The court said that daughters will have equal coparcenary rights in joint Hindu family property even if the father died before the amended Act came into force
New Delhi: Holding that daughters cannot be deprived of their right of equality, the Supreme Court on Tuesday ruled that they will have equal rights to inherit joint Hindu family property as sons, saying the amended Hindu Succession act that came in force in 2005 will have retrospective effect.
“A daughter always remains a loving daughter. A son is a son until he gets a wife. A daughter is a daughter throughout her life,” the top court observed in a significant judgement while upholding the rights of a daughter even if the father died before the enactment of the Hindu Succession (Amendment) Act, 2005.
A bench of Justices Arun Mishra, S Nazeer and M R Shah said the provisions contained in substituted Section 6 of the Hindu Succession Act, 1956, confer the status of coparcener on the daughter born before or after the amendment in the same manner as a son with the same rights and liabilities.
Coparcener is a term used for a person who assumes a legal right in parental property by birth only.
The verdict makes it clear that the amendment to the Hindu Succession Act, 1956, granting equal rights to daughters to inherit ancestral property would have retrospective effect.
The top court overruled its earlier 2015 decision in which it had originally held that the rights under the amendment are applicable to living daughters of living coparceners as on 9 September, 2005, irrespective of when such daughters are born.
The judgement on a batch of appeals against the 2015 verdict came on the issue whether the amendment to the Hindu Succession Act, 1956, granting equal rights to daughters to inherit ancestral property would have retrospective effect.

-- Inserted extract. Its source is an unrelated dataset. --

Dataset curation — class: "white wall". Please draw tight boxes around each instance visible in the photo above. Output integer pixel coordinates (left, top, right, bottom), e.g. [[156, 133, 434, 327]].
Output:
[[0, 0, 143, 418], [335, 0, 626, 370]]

“The rights can be claimed by the daughter born earlier with effect from September 9, 2005 with savings as provided in Section 6(1) as to the disposition or alienation, partition or testamentary disposition which had taken place before December 20, 2004. Since the right in coparcenary is by birth, it is not necessary that father coparcener should be living as on September 9, 2005” it said.

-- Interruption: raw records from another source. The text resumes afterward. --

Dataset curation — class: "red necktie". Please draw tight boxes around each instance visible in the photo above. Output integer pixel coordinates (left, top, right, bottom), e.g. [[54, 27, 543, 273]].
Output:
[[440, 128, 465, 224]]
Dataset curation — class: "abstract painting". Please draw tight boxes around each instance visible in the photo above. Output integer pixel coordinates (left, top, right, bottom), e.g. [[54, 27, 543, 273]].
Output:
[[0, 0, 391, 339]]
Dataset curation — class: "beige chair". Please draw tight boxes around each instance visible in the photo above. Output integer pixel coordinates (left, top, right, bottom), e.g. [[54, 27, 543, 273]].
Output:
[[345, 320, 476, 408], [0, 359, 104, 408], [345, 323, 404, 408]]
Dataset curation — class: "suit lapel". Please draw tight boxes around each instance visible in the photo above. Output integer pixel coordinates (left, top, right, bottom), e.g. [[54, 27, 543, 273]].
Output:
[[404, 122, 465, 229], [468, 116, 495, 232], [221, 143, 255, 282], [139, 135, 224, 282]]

The apex court, in its 121-page judgement, said the statutory fiction of partition created by proviso to Section 6 of the Hindu Succession Act, 1956 as originally enacted did not bring about the actual partition or disruption of coparcenary.

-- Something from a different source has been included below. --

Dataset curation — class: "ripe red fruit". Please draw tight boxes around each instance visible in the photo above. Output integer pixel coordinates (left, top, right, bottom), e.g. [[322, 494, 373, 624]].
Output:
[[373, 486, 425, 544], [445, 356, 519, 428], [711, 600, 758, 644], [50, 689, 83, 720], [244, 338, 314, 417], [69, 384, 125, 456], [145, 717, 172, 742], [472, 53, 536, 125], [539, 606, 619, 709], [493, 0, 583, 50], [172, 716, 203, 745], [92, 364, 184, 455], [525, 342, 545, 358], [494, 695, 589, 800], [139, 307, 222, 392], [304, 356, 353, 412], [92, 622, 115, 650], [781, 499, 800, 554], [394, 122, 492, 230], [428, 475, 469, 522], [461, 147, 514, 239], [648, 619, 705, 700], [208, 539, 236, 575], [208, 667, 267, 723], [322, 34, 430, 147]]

“The fiction was only for the purpose of ascertaining share of deceased coparcener when he was survived by a female heir, of Class I as specified in the Schedule to the Act of 1956 or male relative of such female.
“The provisions of the substituted Section 6 are required to be given full effect. Notwithstanding that a preliminary decree has been passed the daughters are to be given share in coparcenary equal to that of a son in pending proceedings for final decree or in an appeal,” the bench said.
It also clarified that unregistered oral partition, without any contemporaneous public document, cannot be accepted as the statutory recognised mode of partition.
“However, in exceptional cases where plea of oral partition is supported by public documents and partition is finally evinced in the same manner as if it had been affected by a decree of a court, it may be accepted. A plea of partition based on oral evidence alone cannot be accepted and to be rejected outrightly,” the bench said.
The apex court said the appeals on the issue were pending before different High Courts and subordinate courts and the matters have already been delayed due to legal imbroglio caused by conflicting decisions.
“The daughters cannot be deprived of their right of equality conferred upon them by Section 6. Hence, we request that the pending matters be decided, as far as possible, within six months,” the bench said.
Solicitor General Tushar Mehta, appearing on behalf of Union of India, had argued that daughters have been given the right of a coparcener, to bring equality with sons, and the exclusion of daughter from coparcenary was discriminatory and led to oppression and negation of fundamental rights.
“The Amendment Act, 2005, is not retrospective but retroactive in operation since it enables the daughters to exercise their coparcenary rights on the commencement of the Amendment Act. Even though the right of a coparcener accrued to the daughter by birth, coparcenary is a birthright,” Mehta had said.